Senate Majority Leader Mitch McConnell adjourned the Senate for the rest of the month without a deal on a new coronavirus relief package, saying on the floor that if a deal is reached, senators will get at least 24 hours notice to return to Washington for a vote.
The collapse in talks could deny benefits to as many as 30 million Americans currently collecting unemployment. Moody's recently estimated that the failure to act on a new economic bailout could force another 4 million people out of work and cause the economy to contract by another 4%.
"If the speaker of the House and the minority leader of the Senate decide to finally let another rescue package move forward for workers and for families, it would take bipartisan consent to meet for legislative business sooner than scheduled," McConnell said in making the announcement Thursday, referencing Democratic House Speaker Nancy Pelosi and Democratic Senate leader Chuck Schumer.
He added that he hoped the Senate would be able to "act sometime soon."

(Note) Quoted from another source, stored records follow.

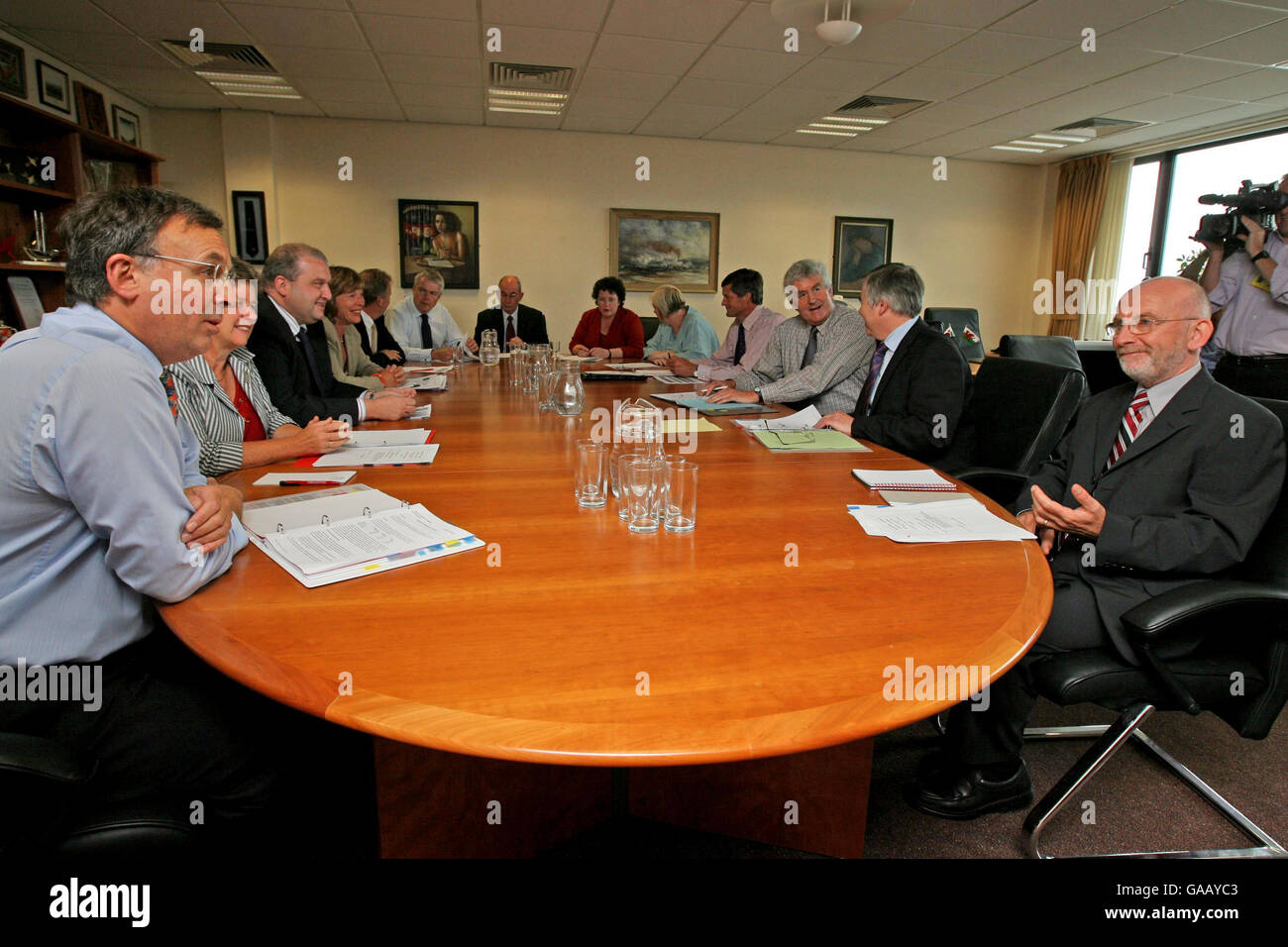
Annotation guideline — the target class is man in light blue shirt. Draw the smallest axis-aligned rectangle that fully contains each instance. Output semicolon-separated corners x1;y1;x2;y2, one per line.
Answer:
0;187;271;850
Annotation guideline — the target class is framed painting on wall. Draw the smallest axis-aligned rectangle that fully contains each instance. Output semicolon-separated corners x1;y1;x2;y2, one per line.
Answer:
608;207;720;292
832;217;894;294
398;200;480;290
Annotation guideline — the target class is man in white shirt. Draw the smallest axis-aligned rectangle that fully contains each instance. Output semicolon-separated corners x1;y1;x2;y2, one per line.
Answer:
667;268;787;381
385;269;480;362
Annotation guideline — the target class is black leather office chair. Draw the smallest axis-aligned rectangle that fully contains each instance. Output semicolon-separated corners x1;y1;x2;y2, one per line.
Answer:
954;359;1086;505
0;733;194;858
924;305;984;362
993;335;1082;371
1024;399;1288;858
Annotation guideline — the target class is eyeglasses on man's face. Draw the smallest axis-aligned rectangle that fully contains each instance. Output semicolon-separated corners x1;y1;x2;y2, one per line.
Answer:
1105;316;1198;342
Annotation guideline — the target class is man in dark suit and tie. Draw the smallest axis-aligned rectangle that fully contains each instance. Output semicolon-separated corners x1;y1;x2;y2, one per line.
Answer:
815;263;974;472
909;277;1284;819
474;275;550;352
246;244;416;427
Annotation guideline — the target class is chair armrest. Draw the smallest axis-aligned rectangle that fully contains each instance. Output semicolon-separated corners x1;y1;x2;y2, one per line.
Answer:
1122;579;1288;643
0;733;93;784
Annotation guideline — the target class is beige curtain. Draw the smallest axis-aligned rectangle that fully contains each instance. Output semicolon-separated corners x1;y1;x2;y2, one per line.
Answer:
1048;154;1109;338
1078;158;1132;339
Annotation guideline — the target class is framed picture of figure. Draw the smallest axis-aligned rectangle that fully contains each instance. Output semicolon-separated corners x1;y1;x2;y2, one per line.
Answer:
398;200;480;290
832;217;894;294
608;207;720;292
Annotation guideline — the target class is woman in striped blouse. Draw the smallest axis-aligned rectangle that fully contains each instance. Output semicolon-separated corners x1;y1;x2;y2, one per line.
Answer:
168;261;348;476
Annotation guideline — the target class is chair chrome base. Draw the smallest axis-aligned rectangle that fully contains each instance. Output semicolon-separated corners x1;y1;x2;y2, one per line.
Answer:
1024;703;1288;858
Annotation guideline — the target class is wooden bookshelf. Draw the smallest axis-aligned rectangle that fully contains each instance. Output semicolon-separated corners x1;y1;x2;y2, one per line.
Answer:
0;95;163;329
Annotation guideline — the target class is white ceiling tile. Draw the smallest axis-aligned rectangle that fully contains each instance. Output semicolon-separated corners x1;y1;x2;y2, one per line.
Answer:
901;0;1031;29
1105;95;1229;123
293;76;393;103
482;0;612;30
992;0;1171;43
259;47;380;80
868;65;993;100
0;0;126;34
596;0;747;43
91;0;250;43
380;53;483;87
1102;0;1283;55
635;102;738;138
317;99;403;121
350;0;478;22
394;82;483;108
226;4;361;49
824;20;973;63
358;13;480;59
720;3;827;59
783;55;905;98
1014;43;1166;85
921;30;1077;76
1113;55;1253;91
486;26;595;68
666;77;769;108
403;106;483;125
575;69;675;102
1198;20;1288;65
690;47;806;85
1190;69;1288;102
590;36;705;76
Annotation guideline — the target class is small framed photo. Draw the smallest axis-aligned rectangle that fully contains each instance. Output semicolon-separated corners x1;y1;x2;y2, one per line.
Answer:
72;82;112;136
112;106;142;149
0;40;27;99
36;59;72;115
233;191;268;263
832;217;894;292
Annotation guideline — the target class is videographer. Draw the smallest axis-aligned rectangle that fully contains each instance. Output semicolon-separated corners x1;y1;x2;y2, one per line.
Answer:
1199;174;1288;398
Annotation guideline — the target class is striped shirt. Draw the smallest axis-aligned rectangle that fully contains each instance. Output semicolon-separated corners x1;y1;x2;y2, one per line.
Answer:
168;347;295;476
733;303;876;415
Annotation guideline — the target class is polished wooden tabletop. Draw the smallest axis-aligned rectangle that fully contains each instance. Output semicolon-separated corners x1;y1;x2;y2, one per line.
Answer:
161;362;1052;767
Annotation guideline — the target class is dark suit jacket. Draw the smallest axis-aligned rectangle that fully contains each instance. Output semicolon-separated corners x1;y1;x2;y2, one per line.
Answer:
1017;368;1284;660
358;317;407;368
850;318;975;472
246;294;362;428
474;303;550;346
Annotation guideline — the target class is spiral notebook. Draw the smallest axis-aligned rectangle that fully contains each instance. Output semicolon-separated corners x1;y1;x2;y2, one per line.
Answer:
850;471;957;491
242;483;483;588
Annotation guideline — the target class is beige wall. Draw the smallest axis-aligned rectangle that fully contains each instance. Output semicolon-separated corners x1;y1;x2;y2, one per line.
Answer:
152;110;1050;348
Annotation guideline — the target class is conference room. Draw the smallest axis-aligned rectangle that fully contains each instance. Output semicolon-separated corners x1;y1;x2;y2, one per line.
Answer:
0;0;1288;886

However, any senator could block progress before Labor Day, not just Democrats. Indeed, about 20 Republicans have made clear that they believe the federal legislature has done enough to address the pandemic.

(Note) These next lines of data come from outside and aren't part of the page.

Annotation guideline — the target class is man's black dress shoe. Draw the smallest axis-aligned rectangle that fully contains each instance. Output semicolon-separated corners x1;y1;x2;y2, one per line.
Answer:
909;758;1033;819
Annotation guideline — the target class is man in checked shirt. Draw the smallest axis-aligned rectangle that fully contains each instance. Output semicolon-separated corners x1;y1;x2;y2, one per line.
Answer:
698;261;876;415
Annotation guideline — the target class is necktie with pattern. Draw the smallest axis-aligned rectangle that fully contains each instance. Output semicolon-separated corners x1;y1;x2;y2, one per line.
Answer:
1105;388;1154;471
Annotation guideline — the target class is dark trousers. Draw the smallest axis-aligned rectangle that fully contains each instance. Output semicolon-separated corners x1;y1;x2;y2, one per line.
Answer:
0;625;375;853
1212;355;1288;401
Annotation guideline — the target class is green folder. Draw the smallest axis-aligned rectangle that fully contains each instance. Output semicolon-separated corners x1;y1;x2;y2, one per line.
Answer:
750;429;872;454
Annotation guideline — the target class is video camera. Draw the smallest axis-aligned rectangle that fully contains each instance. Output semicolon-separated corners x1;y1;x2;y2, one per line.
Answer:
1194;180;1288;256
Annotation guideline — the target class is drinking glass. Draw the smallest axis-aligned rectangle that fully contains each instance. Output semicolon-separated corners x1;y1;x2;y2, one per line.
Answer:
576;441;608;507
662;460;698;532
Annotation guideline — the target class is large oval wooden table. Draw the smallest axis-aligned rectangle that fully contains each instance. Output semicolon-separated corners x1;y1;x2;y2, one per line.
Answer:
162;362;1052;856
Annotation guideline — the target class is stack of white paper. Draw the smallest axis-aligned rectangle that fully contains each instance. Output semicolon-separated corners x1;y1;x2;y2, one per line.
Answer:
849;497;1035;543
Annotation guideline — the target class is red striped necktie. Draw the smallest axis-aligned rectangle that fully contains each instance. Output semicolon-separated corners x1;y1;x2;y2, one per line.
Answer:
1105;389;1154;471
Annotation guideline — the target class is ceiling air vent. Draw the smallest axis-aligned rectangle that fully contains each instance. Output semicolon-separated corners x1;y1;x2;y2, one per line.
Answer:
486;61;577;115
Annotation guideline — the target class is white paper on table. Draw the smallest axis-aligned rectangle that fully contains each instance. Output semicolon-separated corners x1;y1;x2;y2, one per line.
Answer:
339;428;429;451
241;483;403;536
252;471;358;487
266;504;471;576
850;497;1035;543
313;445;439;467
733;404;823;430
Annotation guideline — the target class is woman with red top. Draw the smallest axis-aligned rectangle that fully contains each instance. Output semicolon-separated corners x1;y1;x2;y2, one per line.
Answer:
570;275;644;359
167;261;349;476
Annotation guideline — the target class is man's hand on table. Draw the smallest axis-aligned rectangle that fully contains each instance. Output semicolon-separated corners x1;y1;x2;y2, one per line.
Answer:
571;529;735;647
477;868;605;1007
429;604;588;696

"From my standpoint, the breakdown in the talks is very good news," Sen. Ron Johnson, R-Wis., a spending hawk, said last Friday. "It's very good news for future generations."
McConnell, who himself faces an unusually tough re-election battle in Kentucky this November, has made clear that he breaks with the hawks. "The American people need more help, coronavirus is not finished with our country, so Congress cannot be finished helping our people," he said on the floor Thursday.
McConnell had kept the legislative session open for the week, which would normally have been the first of Congress' annual August recess, in hopes that lawmakers and the administration could reach a bipartisan deal for a fifth coronavirus emergency bill. The abrupt adjournment, which extends until Sept. 8, the day after Labor Day, signals that negotiations haven't progressed since collapsing late last week.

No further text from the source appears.